Police say searches and arrests were made in all counties in England and Wales, ITV News' Charlie Frost reports

More than 1,000 cannabis farms have been raided by police across Britain in a mass scale crackdown.

Plants worth £130 million seized and at least 1,000 suspects have been arrested, in the month-long Operation Mille.

The raids targeted what law enforcement believe is a cash cow for organised crime gangs, alleged to be involved in money laundering, Class A drug smuggling, and violence.

Police say searches and arrests were made in all counties in England and Wales.

Thousands of cannabis plants worth more than £3 million were seized by police in Cambridgeshire alone

Another 16,000 cannabis plants were seized across England's North East.

And in Kent, growing operations were uncovered in a disused commercial property and a barn, among other locations.

Watch Cambridgeshire Police carry out raids, seizing cannabis plants worth more than £3m

Steve Jupp, the National Police Chiefs’ Council lead for Serious and Organised Crime, said: “We know that organised networks involved in cannabis production are also directly linked to an array of other serious criminality such as Class A drug importation, modern slavery and wider violence and exploitation.

“This operation not only successfully disrupted a significant amount of criminal activity, but the intelligence gathered will also help inform future law enforcement across the country."
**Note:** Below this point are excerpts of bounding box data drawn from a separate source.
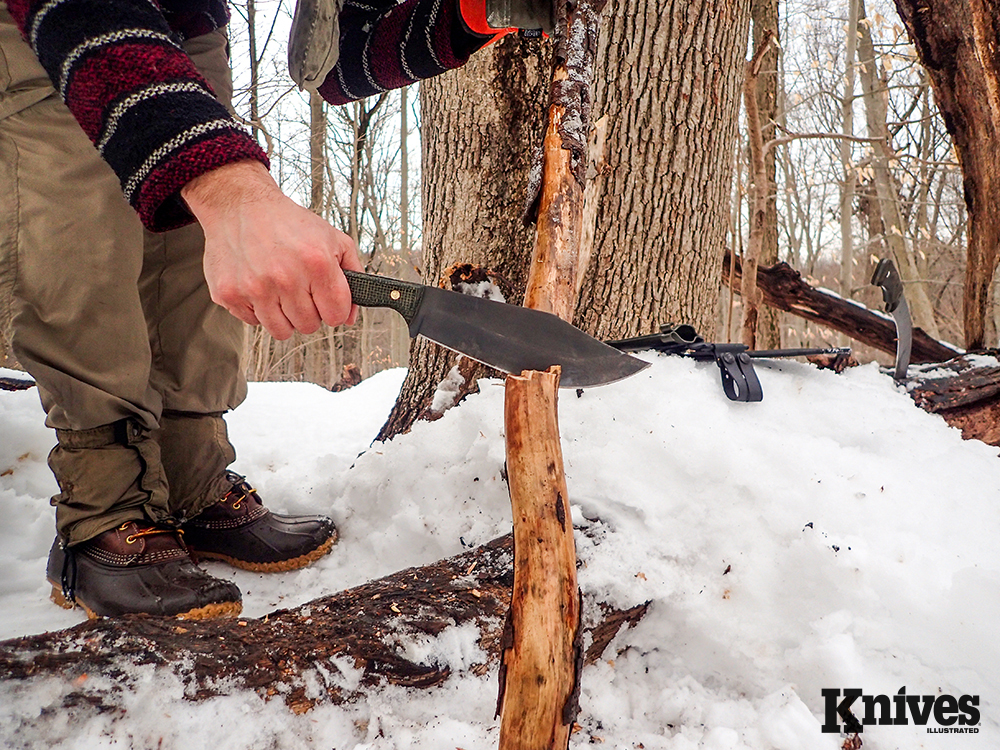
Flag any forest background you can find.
[0,0,984,400]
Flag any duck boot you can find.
[288,0,343,91]
[47,521,242,620]
[181,471,337,573]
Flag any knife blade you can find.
[344,271,649,388]
[872,258,913,380]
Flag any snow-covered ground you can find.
[0,354,1000,750]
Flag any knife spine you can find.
[344,271,424,323]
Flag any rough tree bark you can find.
[378,39,551,440]
[379,0,750,439]
[740,36,774,349]
[575,0,750,339]
[896,0,1000,350]
[721,252,961,363]
[750,0,781,349]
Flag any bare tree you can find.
[896,0,1000,349]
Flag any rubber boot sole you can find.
[49,581,243,620]
[188,532,338,573]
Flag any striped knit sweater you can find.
[7,0,487,231]
[319,0,492,104]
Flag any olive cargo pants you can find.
[0,5,246,544]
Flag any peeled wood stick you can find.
[497,0,604,750]
[524,83,583,323]
[498,367,582,750]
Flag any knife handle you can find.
[344,271,424,323]
[872,258,903,313]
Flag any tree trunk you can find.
[750,0,781,349]
[575,0,750,338]
[840,0,860,312]
[378,39,551,440]
[858,0,941,338]
[740,36,774,349]
[896,0,1000,349]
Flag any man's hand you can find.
[181,161,362,339]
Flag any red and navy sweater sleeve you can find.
[7,0,267,231]
[318,0,492,104]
He added: “Cannabis-related crime is often thought to be ‘low level’; however, there are clear patterns around the exploitation and violence organised crime groups are using to protect their enterprises.

“We also frequently find that cannabis production is just one aspect of their criminal operations and that they are complicit in wider offending which blights our communities.”

What is Operation Mille?

During June, Operation Mille, the largest of its kind and involving every police forces in England, Wales and Scotland, resulted in 200,000 cannabis plants being seized, along with 15 to 20 guns and more than 40 other offensive weapons.
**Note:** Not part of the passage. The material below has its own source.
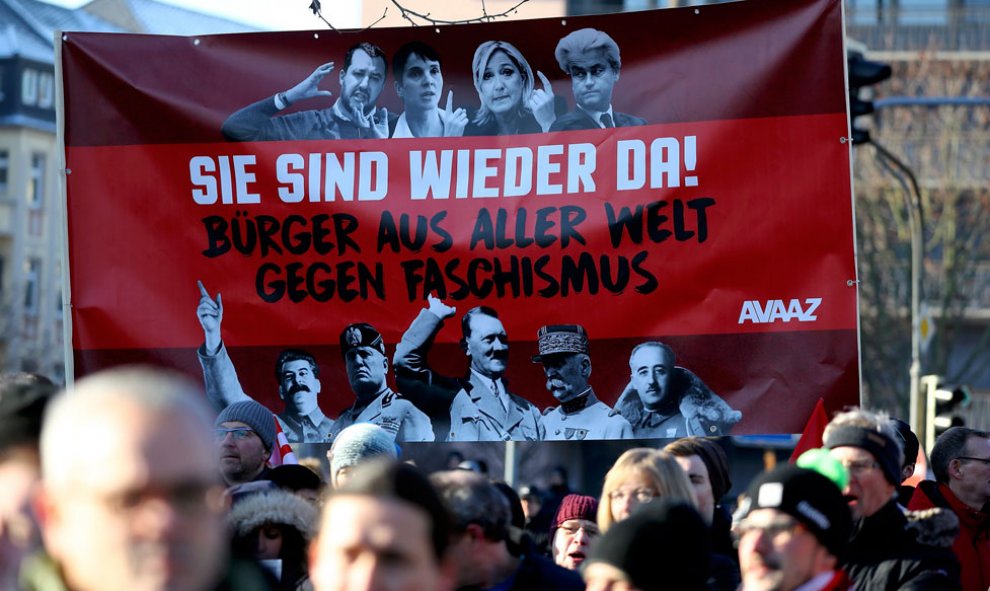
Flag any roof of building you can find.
[0,0,258,63]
Of those arrested, more than 450 were later charged.Around 11,000 officers were involved in the crackdown, during which £650,000 in cash was also seized.

Around £650,000 worth of cash was seized during Operation Milne. Credit: PA/National Police Chiefs' Council

Large-scale industrial units are used for cannabis farms but also empty residential homes.

Police say the buildings can become dangerous as a result of fire risks, unlawful abstraction of electricity, fumes and water damage.

In Wales, police stressed that cannabis factories present a 'very real local threat' after seizing around £8.7m worth of drug.

In the North East, co-ordinated efforts by the North East Regional Organised Crime Unit (NEROCU), Cleveland Police, Northumbria Police, Durham Constabulary and partner agencies, saw a total of 87 warrants executed and the seizure of over 16,000 cannabis plants.

While officers carried out 30 warrants and seized more than 7,000 plants valued at around £3.5m in Kent.

Around 15 to 20 guns and more than 40 other offensive weapons were seized as part of the operation. Credit: PA/ National Police Chiefs' Counci

Across Leicestershire, more than 9,200 plants with a street value of more than £7m have been seized.

The aim of the operation was to disrupt key sources of revenue and apprehend those involved in cannabis distribution.

How to spot a cannabis farm

Following the success of the operation, police are now warning the public abut the possible signs of cannabis farms.

The seven signs to look out for:

  • Frequent visitors to a property at unsocial hours throughout the day and night.

  • Blacked out windows or condensation on the windows, even when it is not cold outside.

  • Bright lights in rooms throughout the night.

  • Electricity meters being tampered with/altered and new cabling, sometimes leading to street lighting. High electricity bills could also be an indicator.

  • A powerful, distinctive, sweet, sickly aroma and noise from fans.

  • Lots of work or deliveries of equipment to an address, particularly those associated with growing plants indoors without soil such as heaters and lighting.

  • An excessive amount of plant pots, chemicals, fertilisers, and compost.